No. The tool is completely free, requires no account, attaches no watermark, and shows no popup ads on your output. A small fair-use throttle runs in the background to discourage automated abuse, but it does not affect normal one-off conversions. The downloaded GIF is exactly what gifenc wrote out from your edited frames — nothing more, nothing less.
Is GIF to CSS Animation keyboard accessible?
GIF to CSS Animation uses native HTML controls wherever possible, which means keyboard navigation, focus rings, and screen-reader labels work the way the platform expects. The drop zone accepts files via the keyboard-accessible file picker as well as drag-and-drop, and result downloads use standard browser download flows. If you spot an accessibility gap, Favtoo treats it as a bug worth fixing.
Can I process multiple files at once with GIF to CSS Animation?
GIF to CSS Animation processes one input at a time by design — it keeps memory usage predictable on lower-end devices and makes results easier to verify. To handle a folder, run the tool once per file; the page stays loaded between runs and remembers your last-used settings, so the second run is essentially instant.
How fast is GIF to CSS Animation?
Most jobs finish in seconds. Speed scales with input size and with how many CPU cycles your browser tab has available — the engine runs in your browser, so it shares resources with whatever else you have open. For inputs near the 50 MB ceiling, expect anywhere from a few seconds to roughly a minute on a typical laptop.
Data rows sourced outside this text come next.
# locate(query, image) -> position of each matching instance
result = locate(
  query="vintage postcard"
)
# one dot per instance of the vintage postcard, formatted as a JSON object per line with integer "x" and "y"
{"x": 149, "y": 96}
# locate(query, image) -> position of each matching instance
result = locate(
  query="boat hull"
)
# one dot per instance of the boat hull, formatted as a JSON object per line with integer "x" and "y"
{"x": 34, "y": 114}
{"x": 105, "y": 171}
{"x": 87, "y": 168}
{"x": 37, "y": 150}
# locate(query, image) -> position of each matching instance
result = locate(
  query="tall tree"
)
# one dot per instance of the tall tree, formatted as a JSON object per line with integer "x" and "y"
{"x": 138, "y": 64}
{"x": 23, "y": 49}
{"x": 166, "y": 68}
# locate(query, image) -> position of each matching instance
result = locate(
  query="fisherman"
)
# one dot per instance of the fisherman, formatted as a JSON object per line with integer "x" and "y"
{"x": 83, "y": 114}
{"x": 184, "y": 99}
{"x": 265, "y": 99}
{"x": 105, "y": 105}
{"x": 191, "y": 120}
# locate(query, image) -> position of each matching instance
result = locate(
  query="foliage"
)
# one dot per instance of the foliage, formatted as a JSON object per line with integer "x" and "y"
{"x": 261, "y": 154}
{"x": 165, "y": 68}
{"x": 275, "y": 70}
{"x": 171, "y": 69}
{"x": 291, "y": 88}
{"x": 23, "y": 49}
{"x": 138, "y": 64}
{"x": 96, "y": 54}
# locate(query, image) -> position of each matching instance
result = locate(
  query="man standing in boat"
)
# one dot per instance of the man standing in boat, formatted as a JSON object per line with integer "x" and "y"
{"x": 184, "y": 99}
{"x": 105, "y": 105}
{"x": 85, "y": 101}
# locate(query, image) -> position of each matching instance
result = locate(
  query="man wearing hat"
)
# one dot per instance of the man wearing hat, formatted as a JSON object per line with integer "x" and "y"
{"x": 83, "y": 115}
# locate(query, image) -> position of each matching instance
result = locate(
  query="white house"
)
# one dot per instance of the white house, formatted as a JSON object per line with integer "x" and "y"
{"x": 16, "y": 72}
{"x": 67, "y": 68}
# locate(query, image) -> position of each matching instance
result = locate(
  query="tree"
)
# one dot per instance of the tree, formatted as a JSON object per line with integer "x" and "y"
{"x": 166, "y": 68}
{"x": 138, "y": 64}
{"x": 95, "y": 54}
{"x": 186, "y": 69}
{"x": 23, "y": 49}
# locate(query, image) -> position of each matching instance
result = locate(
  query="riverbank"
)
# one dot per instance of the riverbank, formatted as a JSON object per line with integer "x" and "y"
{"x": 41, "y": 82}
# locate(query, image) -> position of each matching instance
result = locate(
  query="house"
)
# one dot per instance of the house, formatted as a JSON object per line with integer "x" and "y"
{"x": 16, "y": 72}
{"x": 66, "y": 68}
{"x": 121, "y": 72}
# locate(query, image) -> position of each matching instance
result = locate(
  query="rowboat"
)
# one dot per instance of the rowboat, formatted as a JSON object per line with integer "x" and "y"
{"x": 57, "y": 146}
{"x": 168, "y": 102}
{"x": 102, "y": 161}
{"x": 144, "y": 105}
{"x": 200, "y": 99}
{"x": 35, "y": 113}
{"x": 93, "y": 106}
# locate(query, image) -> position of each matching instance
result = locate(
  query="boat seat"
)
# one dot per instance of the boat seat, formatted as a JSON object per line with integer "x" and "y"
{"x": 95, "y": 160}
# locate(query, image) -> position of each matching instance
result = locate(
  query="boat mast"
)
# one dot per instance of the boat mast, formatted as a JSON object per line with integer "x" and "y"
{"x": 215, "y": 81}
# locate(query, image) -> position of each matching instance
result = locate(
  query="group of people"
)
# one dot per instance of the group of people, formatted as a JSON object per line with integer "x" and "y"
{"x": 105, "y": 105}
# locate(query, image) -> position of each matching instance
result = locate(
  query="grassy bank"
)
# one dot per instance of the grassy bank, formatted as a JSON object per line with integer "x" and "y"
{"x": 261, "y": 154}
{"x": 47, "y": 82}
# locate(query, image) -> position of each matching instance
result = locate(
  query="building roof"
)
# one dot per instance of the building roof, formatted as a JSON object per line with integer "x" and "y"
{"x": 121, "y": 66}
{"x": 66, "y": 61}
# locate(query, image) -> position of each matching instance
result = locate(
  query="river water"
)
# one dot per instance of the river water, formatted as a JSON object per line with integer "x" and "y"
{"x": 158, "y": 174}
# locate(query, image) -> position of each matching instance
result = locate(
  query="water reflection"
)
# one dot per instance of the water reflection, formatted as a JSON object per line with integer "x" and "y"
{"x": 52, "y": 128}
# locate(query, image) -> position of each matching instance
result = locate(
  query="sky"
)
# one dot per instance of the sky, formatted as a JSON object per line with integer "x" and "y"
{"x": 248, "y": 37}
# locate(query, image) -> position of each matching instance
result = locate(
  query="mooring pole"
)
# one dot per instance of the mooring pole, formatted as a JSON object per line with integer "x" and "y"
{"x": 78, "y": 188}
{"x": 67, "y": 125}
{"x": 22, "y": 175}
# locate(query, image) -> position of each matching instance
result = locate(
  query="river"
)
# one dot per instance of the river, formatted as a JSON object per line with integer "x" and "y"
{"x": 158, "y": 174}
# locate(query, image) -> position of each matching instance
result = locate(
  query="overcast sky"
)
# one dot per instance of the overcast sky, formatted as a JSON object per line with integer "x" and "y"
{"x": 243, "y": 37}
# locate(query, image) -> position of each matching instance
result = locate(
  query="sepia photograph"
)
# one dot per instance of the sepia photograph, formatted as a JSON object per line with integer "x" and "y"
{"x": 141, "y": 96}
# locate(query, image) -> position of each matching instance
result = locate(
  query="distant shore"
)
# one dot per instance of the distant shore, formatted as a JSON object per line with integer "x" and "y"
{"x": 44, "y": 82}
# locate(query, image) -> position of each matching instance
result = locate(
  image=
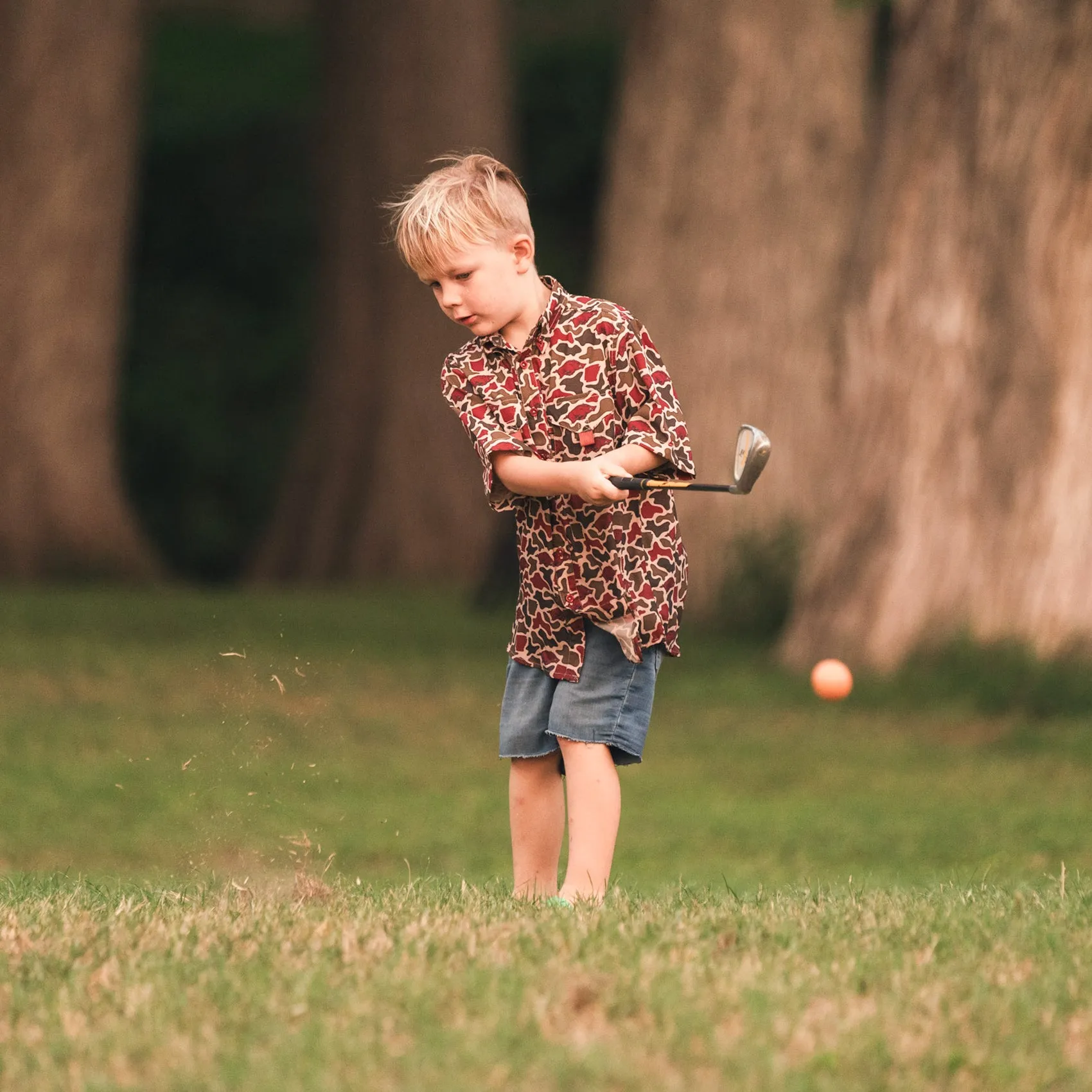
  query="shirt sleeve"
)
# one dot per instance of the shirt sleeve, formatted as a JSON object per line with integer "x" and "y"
{"x": 488, "y": 432}
{"x": 647, "y": 402}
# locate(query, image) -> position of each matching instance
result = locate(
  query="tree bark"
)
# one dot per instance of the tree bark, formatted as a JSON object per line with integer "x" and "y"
{"x": 965, "y": 377}
{"x": 69, "y": 103}
{"x": 383, "y": 483}
{"x": 733, "y": 190}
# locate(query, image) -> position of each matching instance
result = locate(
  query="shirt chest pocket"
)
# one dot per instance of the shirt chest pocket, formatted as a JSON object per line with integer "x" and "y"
{"x": 500, "y": 396}
{"x": 583, "y": 427}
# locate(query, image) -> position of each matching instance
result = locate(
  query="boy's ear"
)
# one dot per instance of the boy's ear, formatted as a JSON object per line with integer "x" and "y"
{"x": 524, "y": 251}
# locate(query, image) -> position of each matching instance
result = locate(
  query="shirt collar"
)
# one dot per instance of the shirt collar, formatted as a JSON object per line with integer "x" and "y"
{"x": 546, "y": 321}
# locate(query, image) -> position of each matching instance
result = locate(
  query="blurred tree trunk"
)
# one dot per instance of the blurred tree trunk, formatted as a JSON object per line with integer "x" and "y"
{"x": 730, "y": 209}
{"x": 69, "y": 104}
{"x": 383, "y": 482}
{"x": 965, "y": 377}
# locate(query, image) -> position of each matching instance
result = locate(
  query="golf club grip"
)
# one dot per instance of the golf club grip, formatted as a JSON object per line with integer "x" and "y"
{"x": 646, "y": 484}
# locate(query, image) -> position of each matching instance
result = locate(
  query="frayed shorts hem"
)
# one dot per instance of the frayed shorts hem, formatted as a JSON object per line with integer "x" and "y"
{"x": 621, "y": 756}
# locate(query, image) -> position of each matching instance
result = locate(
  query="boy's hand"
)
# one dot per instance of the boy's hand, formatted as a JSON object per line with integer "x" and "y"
{"x": 591, "y": 480}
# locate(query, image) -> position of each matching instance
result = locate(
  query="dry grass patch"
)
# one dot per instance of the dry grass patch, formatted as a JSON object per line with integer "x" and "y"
{"x": 459, "y": 987}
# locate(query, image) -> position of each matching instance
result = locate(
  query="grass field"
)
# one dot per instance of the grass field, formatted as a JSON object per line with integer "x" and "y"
{"x": 863, "y": 895}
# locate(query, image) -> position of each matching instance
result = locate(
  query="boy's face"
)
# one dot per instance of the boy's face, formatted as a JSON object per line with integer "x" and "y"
{"x": 484, "y": 286}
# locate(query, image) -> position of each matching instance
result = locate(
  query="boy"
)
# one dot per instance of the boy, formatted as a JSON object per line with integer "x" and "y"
{"x": 558, "y": 393}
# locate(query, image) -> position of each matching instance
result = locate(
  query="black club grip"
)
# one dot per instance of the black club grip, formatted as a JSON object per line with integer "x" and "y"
{"x": 621, "y": 483}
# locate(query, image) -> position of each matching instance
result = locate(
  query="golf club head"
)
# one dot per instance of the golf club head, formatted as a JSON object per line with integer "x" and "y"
{"x": 753, "y": 454}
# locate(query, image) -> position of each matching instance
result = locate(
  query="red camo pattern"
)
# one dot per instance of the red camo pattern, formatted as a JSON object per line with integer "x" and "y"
{"x": 588, "y": 382}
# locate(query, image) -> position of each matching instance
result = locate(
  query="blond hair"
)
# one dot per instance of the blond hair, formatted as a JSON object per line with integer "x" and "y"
{"x": 472, "y": 199}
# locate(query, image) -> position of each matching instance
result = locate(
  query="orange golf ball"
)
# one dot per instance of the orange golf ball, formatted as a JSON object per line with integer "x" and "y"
{"x": 831, "y": 680}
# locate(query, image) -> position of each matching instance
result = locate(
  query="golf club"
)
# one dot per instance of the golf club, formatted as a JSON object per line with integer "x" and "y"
{"x": 753, "y": 454}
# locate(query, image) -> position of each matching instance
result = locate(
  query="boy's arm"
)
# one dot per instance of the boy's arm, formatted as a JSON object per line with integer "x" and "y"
{"x": 586, "y": 477}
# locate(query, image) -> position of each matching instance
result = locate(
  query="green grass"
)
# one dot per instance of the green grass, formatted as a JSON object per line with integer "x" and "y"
{"x": 131, "y": 745}
{"x": 864, "y": 895}
{"x": 450, "y": 986}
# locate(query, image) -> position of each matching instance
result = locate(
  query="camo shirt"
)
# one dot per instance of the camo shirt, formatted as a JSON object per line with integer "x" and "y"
{"x": 589, "y": 380}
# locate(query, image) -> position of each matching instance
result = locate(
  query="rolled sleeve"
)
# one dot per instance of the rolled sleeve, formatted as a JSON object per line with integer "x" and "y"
{"x": 486, "y": 430}
{"x": 647, "y": 401}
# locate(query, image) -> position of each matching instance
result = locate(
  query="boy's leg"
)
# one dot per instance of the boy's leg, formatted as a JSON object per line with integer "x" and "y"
{"x": 536, "y": 814}
{"x": 594, "y": 797}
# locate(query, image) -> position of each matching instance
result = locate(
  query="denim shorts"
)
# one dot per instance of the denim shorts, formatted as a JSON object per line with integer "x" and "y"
{"x": 611, "y": 705}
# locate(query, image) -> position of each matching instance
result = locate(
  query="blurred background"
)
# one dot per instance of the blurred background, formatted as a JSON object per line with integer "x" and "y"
{"x": 864, "y": 227}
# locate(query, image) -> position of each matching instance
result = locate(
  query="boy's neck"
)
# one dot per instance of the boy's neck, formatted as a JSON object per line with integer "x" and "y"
{"x": 518, "y": 331}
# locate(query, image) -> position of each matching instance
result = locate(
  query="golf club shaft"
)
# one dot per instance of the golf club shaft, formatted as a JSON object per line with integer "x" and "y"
{"x": 644, "y": 485}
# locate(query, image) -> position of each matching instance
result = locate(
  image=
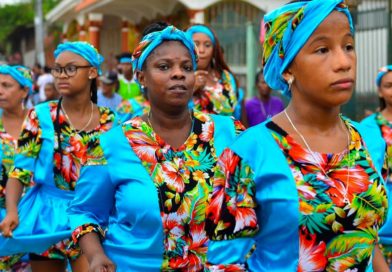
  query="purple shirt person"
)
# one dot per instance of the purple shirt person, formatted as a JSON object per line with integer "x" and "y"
{"x": 259, "y": 109}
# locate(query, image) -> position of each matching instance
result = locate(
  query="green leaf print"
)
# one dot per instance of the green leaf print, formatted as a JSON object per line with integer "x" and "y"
{"x": 371, "y": 200}
{"x": 314, "y": 222}
{"x": 206, "y": 161}
{"x": 342, "y": 248}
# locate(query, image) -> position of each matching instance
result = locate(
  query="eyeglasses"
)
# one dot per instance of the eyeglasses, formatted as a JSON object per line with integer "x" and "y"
{"x": 69, "y": 70}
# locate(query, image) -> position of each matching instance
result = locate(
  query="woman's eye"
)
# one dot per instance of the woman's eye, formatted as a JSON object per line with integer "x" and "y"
{"x": 188, "y": 68}
{"x": 349, "y": 47}
{"x": 163, "y": 66}
{"x": 322, "y": 50}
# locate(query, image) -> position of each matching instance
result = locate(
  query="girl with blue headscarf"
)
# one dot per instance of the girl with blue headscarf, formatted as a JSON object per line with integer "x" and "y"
{"x": 381, "y": 123}
{"x": 302, "y": 191}
{"x": 57, "y": 138}
{"x": 216, "y": 89}
{"x": 151, "y": 192}
{"x": 15, "y": 85}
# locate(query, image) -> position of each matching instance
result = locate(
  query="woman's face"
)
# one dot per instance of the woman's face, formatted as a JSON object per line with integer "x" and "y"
{"x": 168, "y": 76}
{"x": 205, "y": 49}
{"x": 11, "y": 93}
{"x": 68, "y": 85}
{"x": 385, "y": 89}
{"x": 325, "y": 69}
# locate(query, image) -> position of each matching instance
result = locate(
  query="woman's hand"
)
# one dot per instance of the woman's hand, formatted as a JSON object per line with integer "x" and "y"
{"x": 10, "y": 222}
{"x": 200, "y": 79}
{"x": 101, "y": 263}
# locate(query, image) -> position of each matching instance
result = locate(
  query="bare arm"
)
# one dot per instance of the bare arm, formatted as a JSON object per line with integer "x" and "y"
{"x": 92, "y": 249}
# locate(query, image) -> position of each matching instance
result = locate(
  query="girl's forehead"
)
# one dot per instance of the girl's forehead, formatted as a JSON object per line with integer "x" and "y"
{"x": 170, "y": 48}
{"x": 70, "y": 57}
{"x": 201, "y": 37}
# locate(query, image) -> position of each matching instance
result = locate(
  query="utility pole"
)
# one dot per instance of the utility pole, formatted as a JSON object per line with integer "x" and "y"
{"x": 39, "y": 33}
{"x": 389, "y": 26}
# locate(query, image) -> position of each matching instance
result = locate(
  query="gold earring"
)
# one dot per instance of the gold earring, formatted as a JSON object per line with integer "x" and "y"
{"x": 290, "y": 82}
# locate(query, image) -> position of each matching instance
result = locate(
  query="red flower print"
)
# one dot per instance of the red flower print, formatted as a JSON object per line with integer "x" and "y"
{"x": 311, "y": 255}
{"x": 357, "y": 182}
{"x": 207, "y": 131}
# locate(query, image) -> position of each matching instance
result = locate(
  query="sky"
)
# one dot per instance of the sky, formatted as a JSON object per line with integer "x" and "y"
{"x": 4, "y": 2}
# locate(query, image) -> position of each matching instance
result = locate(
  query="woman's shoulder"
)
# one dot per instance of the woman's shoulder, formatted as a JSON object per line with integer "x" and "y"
{"x": 370, "y": 119}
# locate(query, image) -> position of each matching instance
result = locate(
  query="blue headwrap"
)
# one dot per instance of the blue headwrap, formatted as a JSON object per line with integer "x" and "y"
{"x": 287, "y": 30}
{"x": 201, "y": 29}
{"x": 154, "y": 39}
{"x": 21, "y": 74}
{"x": 84, "y": 49}
{"x": 126, "y": 60}
{"x": 381, "y": 72}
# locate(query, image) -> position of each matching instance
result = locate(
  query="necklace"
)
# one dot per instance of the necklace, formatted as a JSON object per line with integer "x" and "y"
{"x": 346, "y": 186}
{"x": 264, "y": 112}
{"x": 88, "y": 122}
{"x": 149, "y": 119}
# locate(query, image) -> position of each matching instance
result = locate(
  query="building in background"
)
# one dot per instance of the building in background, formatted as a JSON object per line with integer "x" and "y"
{"x": 114, "y": 26}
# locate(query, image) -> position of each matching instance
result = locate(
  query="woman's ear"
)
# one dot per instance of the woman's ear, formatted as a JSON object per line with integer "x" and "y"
{"x": 287, "y": 75}
{"x": 93, "y": 73}
{"x": 141, "y": 78}
{"x": 26, "y": 91}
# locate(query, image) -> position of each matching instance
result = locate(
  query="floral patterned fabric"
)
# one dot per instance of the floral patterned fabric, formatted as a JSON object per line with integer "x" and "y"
{"x": 182, "y": 178}
{"x": 333, "y": 235}
{"x": 77, "y": 148}
{"x": 8, "y": 144}
{"x": 221, "y": 99}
Closing other heavy tabs noticeably speeds things up.
Does GIF to CSS Animation reduce quality of the result?
GIF to CSS Animation is built to preserve quality wherever the underlying image format allows it. Operations that are mathematically lossless (e.g. structural transformations, lossless re-encoding) round-trip with no perceptible change. Operations that involve a lossy codec inevitably introduce small artefacts at the byte level, but the defaults aim at the sweet spot where output looks or sounds the same to a normal viewer or listener while still being meaningfully smaller or faster than the input.
Is the source for GIF to CSS Animation available?
GIF to CSS Animation is a static page running an open-source engine in your browser, so a typical corporate firewall does not get in the way as long as it allows JavaScript to load from Favtoo. For teams that need to host it themselves on an internal network, the underlying engine (standard browser APIs) is open-source and can be packaged into a private build with the same behaviour. Reach out via the Contact page if that is something you are exploring.
How often is GIF to CSS Animation updated?
GIF to CSS Animation is updated whenever the underlying engine releases an improvement or a bug fix. Because the tool is delivered as a static page, every visit fetches the latest version automatically — there is no "version" to manage on your end. If a particular release ever changes default behaviour, the change is documented on Favtoo's changelog so you can confirm what shifted.
Can I use GIF to CSS Animation on iOS or Android?
GIF to CSS Animation runs in any modern mobile browser — Safari, Chrome, Firefox and the in-app browsers in most messaging apps all support the underlying APIs. Performance depends on the device: a recent phone handles typical inputs nearly as fast as a laptop, while older devices may take a few seconds longer near the 50 MB ceiling. The interface lays out cleanly on small screens, so you do not need to pinch-zoom to see the controls.